A well-trained remote worker can make all the difference ‘from anywhere’ in the world
While Covid-19 signaled a global inflection point in the future of work and jumpstarted an irrevocable shift in the ways (and places) in which entire sectors and their workforces operate and collaborate, the transition to working remotely or from home was well underway before the pandemic.
Rapid innovations in digital connectivity, artificial intelligence, analytics and a proliferation of cloud-based collaborative tools like Slack, Google Docs and Asana (the SaaS product list is a mile long and growing) kicked the door wide open for employees to contribute to their company’s bottom line from the comfort of their home.
And the evidence showed that the work from home (WFH) shift was…successful! At least for organizations that offered choice and had a strategy in place and to accommodate an increasingly remote workforce. A 2015 Stanford University study found a 13% increase in productivity among employees who opted in to WFH policies, which increased by another 22% when asked to choose between staying home and returning to the office.
But Covid-19 was the globally disruptive force majeure, sending whole industries into crisis-planning mode and leaving many organizations and their employees struggling to adapt and work effectively in the virtual “new normal.” Senior leaders needed to act at speed and with extraordinary flexibility as WFH policies were enacted throughout the workforce and across the entire organization.
In a recent piece for Harvard Business Review, Prithwiraj Choudhury effectively summarizes both the benefits and the challenges of embracing the WFH model:
“Organizations can reduce or eliminate real estate costs, hire and use talent globally while mitigating immigration issues, and research indicates, perhaps enjoy productivity gains. Workers get geographic flexibility (that is live where they prefer to), eliminate commutes, and report better work/life balance. However, concerns persist regarding how WFA affects communication, including brainstorming and problem-solving; knowledge sharing; socialization, camaraderie, and mentoring; performance evaluation and compensation; and data security and regulation.”
What’s more, the WFH model is not “platform agnostic”. Its organizational application isn’t one-size-fits-all across every sector. Choudhury singles out “knowledge-work organizations” (i.e.
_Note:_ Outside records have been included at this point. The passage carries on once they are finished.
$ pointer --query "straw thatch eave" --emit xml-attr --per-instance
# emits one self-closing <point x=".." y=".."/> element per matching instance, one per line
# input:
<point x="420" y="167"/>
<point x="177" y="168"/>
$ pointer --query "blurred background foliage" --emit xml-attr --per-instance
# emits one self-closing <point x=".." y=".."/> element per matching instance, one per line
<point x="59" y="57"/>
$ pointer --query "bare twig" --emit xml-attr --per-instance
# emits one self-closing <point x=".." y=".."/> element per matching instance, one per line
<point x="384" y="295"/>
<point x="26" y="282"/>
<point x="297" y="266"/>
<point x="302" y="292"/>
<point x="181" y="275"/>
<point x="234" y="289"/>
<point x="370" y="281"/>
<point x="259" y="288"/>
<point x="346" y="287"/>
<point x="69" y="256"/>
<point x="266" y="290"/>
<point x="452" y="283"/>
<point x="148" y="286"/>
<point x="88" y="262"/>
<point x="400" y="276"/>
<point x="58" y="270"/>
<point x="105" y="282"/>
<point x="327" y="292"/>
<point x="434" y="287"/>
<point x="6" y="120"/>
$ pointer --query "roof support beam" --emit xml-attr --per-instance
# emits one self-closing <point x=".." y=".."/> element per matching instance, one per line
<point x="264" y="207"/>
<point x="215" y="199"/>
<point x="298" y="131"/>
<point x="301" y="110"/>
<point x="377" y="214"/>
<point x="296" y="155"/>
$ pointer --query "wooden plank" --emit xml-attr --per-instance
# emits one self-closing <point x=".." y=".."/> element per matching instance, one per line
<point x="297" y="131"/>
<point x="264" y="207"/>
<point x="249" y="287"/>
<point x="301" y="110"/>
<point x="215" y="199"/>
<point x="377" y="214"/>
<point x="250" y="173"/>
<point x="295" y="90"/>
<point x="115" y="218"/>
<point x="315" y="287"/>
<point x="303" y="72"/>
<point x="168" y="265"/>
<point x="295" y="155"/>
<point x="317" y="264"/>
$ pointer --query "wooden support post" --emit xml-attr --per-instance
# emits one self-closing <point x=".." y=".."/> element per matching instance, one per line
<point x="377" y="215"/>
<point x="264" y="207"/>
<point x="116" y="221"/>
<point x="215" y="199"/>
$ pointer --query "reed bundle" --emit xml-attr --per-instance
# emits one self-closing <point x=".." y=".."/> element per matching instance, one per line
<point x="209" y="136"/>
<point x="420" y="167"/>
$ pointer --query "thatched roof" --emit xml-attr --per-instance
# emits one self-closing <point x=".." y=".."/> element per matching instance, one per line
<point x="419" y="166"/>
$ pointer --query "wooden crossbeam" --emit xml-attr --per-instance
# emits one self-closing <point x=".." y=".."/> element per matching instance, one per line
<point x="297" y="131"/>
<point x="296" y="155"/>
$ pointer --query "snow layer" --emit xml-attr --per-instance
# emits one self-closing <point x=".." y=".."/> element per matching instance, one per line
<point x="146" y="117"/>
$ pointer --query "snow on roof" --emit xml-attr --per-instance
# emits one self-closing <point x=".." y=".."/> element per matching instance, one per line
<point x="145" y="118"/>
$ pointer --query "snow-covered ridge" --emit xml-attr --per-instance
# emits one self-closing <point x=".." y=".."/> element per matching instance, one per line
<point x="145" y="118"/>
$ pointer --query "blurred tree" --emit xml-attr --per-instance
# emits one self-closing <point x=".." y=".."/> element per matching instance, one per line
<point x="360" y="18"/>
ICT, financial and design companies) as successful pre-Covid early adopters of the remote worker movement.
But what about industries whose workforces operate in site-specific environments or require a mix of digital adoption and on-site performance of essential services by employees, like resource extraction?
A recent report from Deloitte on the future of work in mining points out two difficult truths for the mining industry in the Covid-19 era: 1) resource extraction industries face “the biggest constraints in offering flexible working and remote solutions,” and 2) Covid-19 has “exposed the siloed nature of mining companies,” highlighting the need for integrated, or hybrid-remote” operations that will “accelerate the adoption of digital technologies, artificial intelligence and analytics.”
Every site has unique challenges, and mining companies will need to design their own ways of leveraging technology and remote work capabilities to find the right mix of technology and people. The Deloitte report provides a few examples:
Some operations have, however, rapidly executed secondary control rooms, equipped with the relevant hardware and network capabilities to allow seamless handover between shifts in two separate locations. Some others have executed working-from-home capabilities by creating “dispatch packs” containing laptops and communication tools, enabling workers to operate and maintain control of on-site activities from the safety of their homes. For those performing essential services and therefore unable to work remotely, operations have focused on providing epidemic protection—ensuring sanitation, personal protective equipment, and safety of the environment. Some others—for instance, those working on-site to support power utilities—have halved their operational efficiency to instill social distancing and other health-related measures.
The two words that matter most when considering how to effectively integrate technology with your remote workforce are: usability and usefulness.
Whenever you are instituting a new or different method of working, whether through strategic long-term planning or as a result of reactive adoption to external crises like a global pandemic, it’s imperative that your plan and its policies take into consideration what combination of technology, tools and people are aligned with your organization’s objectives and desired outcomes.
At PACE.global, we are helping our clients in mining, construction, health care and other industries adapt to the future of remote work through the development of a “digital first” workforce approach. We provide a complete technology roadmap for organizations to work virtually, ensuring that change impacts are understood and addressed by knowledgeable, skilled teams who are effectively using agile tools and platforms while staying focused on scope, schedule, delivery and execution.
At the end of the day, it’s up to an organization’s senior leadership to keep an open mind on the rapidly changing nature of work, where and how it is performed by its workforce, and what the workplace means in the new economy. The pay-off—a leaner, more agile and tech-enabled organization that thinks globally and acts remotely even while operating locally (on-site)—is sure to reap dividends in the long-term.